It was a dream start for the Washington Capitals tonight—or for any team on the road in a Game 7. Just a minute into the deciding match-up of the Eastern Conference Finals against the Lightning, the Caps’ all-time best player dramatically announced his importance. On a cross-ice pass from Tom Wilson, Alex Ovechkin opened the scoring with the exact kind of one-timer goal the Caps would want Sasha to create on a night this significant. 1-0, Washington, before most people had even opened their beer.
But between that goal and the moment when all hell broke loose in the eventual 4-0 Capitals win, the Lightning were truly threatening. Through the first and into the second, they created consistent chances in front of Braden Holtby, only to painfully fall short of tying the game. Two of the Bolts’ opportunities, just minutes apart in the second period, were mere inches away from completely turning the tide.
And as Holtby held strong, the Capitals pounced when they found their own scoring chances. Though they only had 15 shots through the first two periods, Washington made them count. It was Andre Burakovsky, scoreless and not entirely healthy in this postseason so far, who forced a Tampa turnover in a very bad spot and ruthlessly finished past a shaky Andrei Vasilevskiy to double the lead.
Seven minutes later, towards the end of the second, Burakovsky had another one, a breakaway shot through the five hole that put the Caps up 3-0 and demoralized the Lightning crowd. Even with a third-period powerplay, Tampa Bay couldn’t muster any signs of life. The Lightning couldn’t even get a dang shot for the first 11 minutes of the third. The Capitals had murdered their spirits with a second straight shutout while facing elimination, and they piled on with an empty-netter at the end for good measure.
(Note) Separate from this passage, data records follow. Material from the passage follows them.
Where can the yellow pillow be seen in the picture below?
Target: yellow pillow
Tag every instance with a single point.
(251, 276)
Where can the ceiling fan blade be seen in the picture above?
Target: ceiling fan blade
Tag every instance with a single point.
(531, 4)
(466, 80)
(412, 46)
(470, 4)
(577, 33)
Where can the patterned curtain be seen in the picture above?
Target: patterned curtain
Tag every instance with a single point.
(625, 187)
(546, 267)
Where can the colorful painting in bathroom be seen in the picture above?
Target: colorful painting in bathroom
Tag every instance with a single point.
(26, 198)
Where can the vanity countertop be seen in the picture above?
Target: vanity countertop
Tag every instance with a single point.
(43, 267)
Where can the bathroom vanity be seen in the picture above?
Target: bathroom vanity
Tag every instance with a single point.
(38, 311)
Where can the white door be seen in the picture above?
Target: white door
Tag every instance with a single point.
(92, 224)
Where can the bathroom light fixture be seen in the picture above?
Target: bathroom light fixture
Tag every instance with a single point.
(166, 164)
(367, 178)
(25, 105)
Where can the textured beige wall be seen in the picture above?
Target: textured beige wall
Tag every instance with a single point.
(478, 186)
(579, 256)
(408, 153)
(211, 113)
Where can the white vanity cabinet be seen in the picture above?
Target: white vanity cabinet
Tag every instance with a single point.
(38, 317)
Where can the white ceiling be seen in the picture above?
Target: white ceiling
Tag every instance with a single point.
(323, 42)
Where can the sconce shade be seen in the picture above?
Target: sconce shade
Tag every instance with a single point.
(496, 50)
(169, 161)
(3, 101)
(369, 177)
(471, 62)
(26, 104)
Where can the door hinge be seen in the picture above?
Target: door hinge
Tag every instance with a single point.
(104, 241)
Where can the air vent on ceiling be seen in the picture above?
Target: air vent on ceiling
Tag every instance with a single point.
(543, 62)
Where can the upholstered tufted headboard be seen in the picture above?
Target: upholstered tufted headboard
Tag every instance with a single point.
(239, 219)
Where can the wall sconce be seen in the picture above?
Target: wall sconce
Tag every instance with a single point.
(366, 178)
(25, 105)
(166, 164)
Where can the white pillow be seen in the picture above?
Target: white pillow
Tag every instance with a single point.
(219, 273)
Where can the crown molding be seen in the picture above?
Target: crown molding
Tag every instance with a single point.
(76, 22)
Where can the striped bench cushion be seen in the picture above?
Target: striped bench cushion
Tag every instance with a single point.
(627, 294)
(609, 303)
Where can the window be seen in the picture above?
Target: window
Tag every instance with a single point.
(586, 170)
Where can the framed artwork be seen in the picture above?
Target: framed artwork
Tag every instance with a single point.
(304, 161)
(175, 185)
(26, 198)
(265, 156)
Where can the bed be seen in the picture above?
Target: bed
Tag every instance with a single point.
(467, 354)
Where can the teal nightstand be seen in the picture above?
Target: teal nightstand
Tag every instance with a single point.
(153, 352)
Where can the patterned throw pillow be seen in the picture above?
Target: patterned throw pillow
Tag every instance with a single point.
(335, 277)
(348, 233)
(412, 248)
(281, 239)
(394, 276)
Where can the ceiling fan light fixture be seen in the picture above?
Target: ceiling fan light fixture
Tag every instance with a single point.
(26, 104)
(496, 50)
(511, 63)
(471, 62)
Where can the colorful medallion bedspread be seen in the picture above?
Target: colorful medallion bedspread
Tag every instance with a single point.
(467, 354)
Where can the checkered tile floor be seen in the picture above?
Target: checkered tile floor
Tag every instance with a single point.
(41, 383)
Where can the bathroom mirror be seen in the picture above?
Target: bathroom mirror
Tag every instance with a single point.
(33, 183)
What a weird Stanley Cup Final this is going to be—an expansion Vegas franchise against the biggest sad-sack playoff losers of this NHL generation. Alex Ovechkin, perhaps the active player most deserving of a championship, finally has one almost in his grasp, but the Caps will need to figure out a way past a too-familiar obstacle in Marc-Andre Fleury. More importantly, the Golden Knights have to figure out how to put on a top-notch pregame show without killing any national icons.